Rede uns nun zu Herzen.

Tröste, ermahne und ermutige uns.

Heilige uns in deiner Gnade.

Darum bitten wir durch Jesus Christus. (MB 313,24)

 

Oder ein anderes Tagesgebet.

 

 

Jahr I

Zur Lesung   Im Neuen Bund findet der Alte seine Erfüllung und sein Ziel. Aber nicht nur der Alte Bund ist überholt: die Schöpfung selbst ist anders geworden, seit Jesus, „für alle“ gestorben ist; „von jetzt an“ (V. 16) ist die Welt nicht mehr die Alte. Im Tod Jesu ist Gottes Gericht über diese Welt ergangen, und durch das Gericht ist die Erneuerung geschehen. Wer jetzt lebt, kann nicht mehr für sich leben: „die Liebe Christi drängt uns“ (V. 14); daraus, dass Jesus für alle gestorben ist, ergeben sich Folgerungen. - Gott hat 1. die Welt mit sich versöhnt, und er hat 2. unter uns das Wort der Versöhnung aufgerichtet (V. 18 und 19).

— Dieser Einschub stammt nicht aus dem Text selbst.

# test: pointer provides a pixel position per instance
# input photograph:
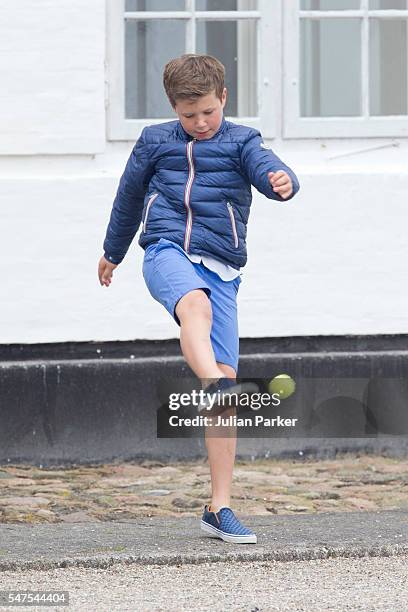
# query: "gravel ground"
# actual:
(367, 584)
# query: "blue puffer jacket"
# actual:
(196, 193)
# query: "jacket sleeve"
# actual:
(257, 160)
(127, 207)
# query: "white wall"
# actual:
(52, 76)
(331, 261)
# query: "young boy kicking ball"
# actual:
(189, 183)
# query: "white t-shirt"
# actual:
(224, 271)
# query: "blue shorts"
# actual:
(169, 274)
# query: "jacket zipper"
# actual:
(234, 228)
(187, 195)
(149, 203)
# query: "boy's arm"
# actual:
(257, 161)
(128, 204)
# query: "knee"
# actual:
(194, 303)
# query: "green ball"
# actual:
(283, 385)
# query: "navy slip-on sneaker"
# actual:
(225, 525)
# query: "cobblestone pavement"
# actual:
(131, 490)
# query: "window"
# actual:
(346, 63)
(145, 34)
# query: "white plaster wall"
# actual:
(52, 76)
(330, 261)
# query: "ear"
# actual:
(224, 97)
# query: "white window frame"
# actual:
(295, 126)
(269, 64)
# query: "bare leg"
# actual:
(221, 455)
(195, 315)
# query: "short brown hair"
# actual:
(193, 76)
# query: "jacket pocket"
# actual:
(149, 204)
(233, 224)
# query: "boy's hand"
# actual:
(281, 183)
(105, 269)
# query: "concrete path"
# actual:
(173, 541)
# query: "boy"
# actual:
(189, 183)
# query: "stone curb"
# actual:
(291, 554)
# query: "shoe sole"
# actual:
(217, 533)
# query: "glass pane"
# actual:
(149, 45)
(329, 5)
(226, 5)
(234, 44)
(388, 4)
(388, 48)
(330, 77)
(155, 5)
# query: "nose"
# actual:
(201, 123)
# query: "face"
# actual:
(202, 117)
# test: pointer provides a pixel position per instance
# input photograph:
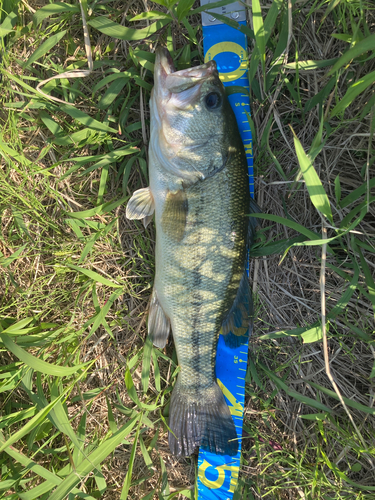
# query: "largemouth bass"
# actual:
(200, 196)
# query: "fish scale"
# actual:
(199, 194)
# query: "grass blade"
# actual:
(314, 186)
(114, 30)
(45, 47)
(38, 364)
(93, 460)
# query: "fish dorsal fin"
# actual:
(240, 316)
(141, 206)
(173, 220)
(159, 325)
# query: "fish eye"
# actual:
(212, 100)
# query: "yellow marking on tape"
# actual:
(235, 406)
(235, 48)
(218, 483)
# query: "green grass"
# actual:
(83, 398)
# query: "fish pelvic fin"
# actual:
(141, 206)
(174, 216)
(159, 325)
(238, 323)
(201, 420)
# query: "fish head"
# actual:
(189, 119)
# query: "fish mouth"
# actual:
(169, 81)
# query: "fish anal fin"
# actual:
(173, 220)
(141, 205)
(203, 420)
(239, 318)
(159, 325)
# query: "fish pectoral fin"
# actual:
(141, 206)
(253, 223)
(239, 319)
(159, 325)
(173, 220)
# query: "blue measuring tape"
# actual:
(218, 474)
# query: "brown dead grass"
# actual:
(287, 295)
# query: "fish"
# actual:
(199, 195)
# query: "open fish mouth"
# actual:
(168, 81)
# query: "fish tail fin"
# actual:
(203, 420)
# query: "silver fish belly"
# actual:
(200, 197)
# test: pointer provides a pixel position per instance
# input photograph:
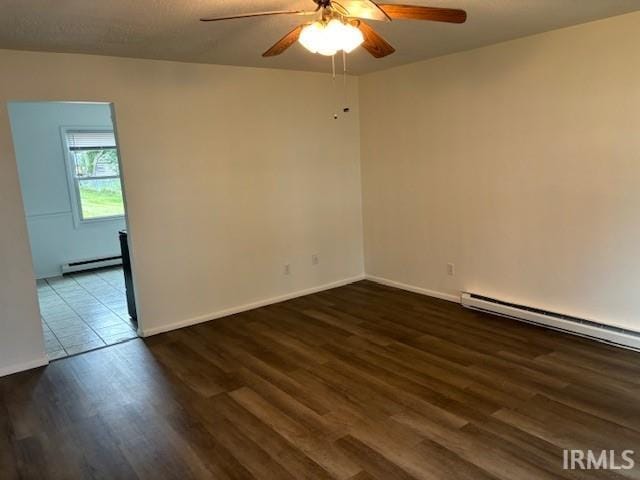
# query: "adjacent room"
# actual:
(67, 159)
(314, 239)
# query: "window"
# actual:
(95, 174)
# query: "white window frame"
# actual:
(74, 184)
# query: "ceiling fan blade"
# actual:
(374, 43)
(362, 9)
(413, 12)
(258, 14)
(284, 43)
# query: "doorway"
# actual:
(69, 169)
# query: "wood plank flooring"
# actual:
(360, 382)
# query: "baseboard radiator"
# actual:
(577, 326)
(91, 263)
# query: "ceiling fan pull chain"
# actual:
(333, 83)
(345, 109)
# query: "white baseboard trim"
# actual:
(250, 306)
(20, 367)
(411, 288)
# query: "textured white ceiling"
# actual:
(169, 29)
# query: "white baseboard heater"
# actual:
(577, 326)
(91, 263)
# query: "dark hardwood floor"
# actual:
(360, 382)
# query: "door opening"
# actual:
(70, 178)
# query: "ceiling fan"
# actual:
(339, 25)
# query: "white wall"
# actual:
(519, 163)
(55, 239)
(229, 173)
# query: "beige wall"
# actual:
(229, 173)
(518, 162)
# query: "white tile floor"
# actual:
(84, 311)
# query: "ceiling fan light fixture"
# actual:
(331, 37)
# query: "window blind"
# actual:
(90, 140)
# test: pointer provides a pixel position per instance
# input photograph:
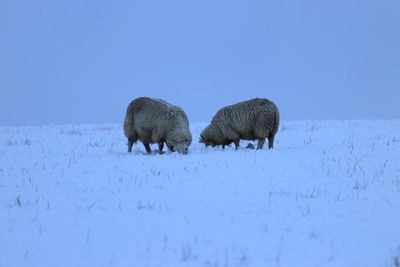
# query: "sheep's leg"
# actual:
(130, 144)
(160, 147)
(261, 142)
(147, 147)
(270, 142)
(236, 142)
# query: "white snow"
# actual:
(328, 194)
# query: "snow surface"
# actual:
(327, 195)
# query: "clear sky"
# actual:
(83, 61)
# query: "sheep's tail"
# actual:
(129, 129)
(276, 122)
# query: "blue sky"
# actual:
(84, 61)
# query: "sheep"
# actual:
(157, 121)
(253, 119)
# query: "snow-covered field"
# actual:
(327, 195)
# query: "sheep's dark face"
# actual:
(180, 142)
(206, 141)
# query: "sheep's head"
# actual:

Durch das Wort der Versöhnung, das den Aposteln aufgegeben ist, geschieht fortwährend neue Schöpfung mitten in dieser alten vergehenden Welt. Das Evangelium von der Versöhnung ist das neue Schöpfungswort, auf das hin schon das Wort der ersten Schöpfung gesprochen war. - Gal 6,15; Röm 1,2; 8,32; Gal 2,20; Röm 6,4-11; 14,9; 7,5-6; Jes 43,19; Mt 9,16-17; Eph 2,10; Hebr 8,13; Röm 5,10; Joh 3,17; Jer 53,5-8; Röm 8,3-4; Gal 3,13; 1 Petr 2,24; 1 Joh 3,5.

 

 

ERSTE Lesung

2 Kor 5, 14-21

Er hat den, der keine Sünde hatte, für uns zur Sünde gemacht

Lesung aus dem zweiten Brief des Paulus an die Korinther

Brüder!

14Denn die Liebe Christi drängt uns, da wir erkannt haben: Einer ist für alle gestorben, also sind alle gestorben.

15Er ist aber für alle gestorben, damit die Lebenden nicht mehr für sich leben, sondern für den, der für sie starb und auferweckt wurde.

16Also schätzen wir von jetzt an niemand mehr nur nach menschlichen Maßstäben ein; auch wenn wir früher Christus nach menschlichen Maßstäben eingeschätzt haben, jetzt schätzen wir ihn nicht mehr so ein.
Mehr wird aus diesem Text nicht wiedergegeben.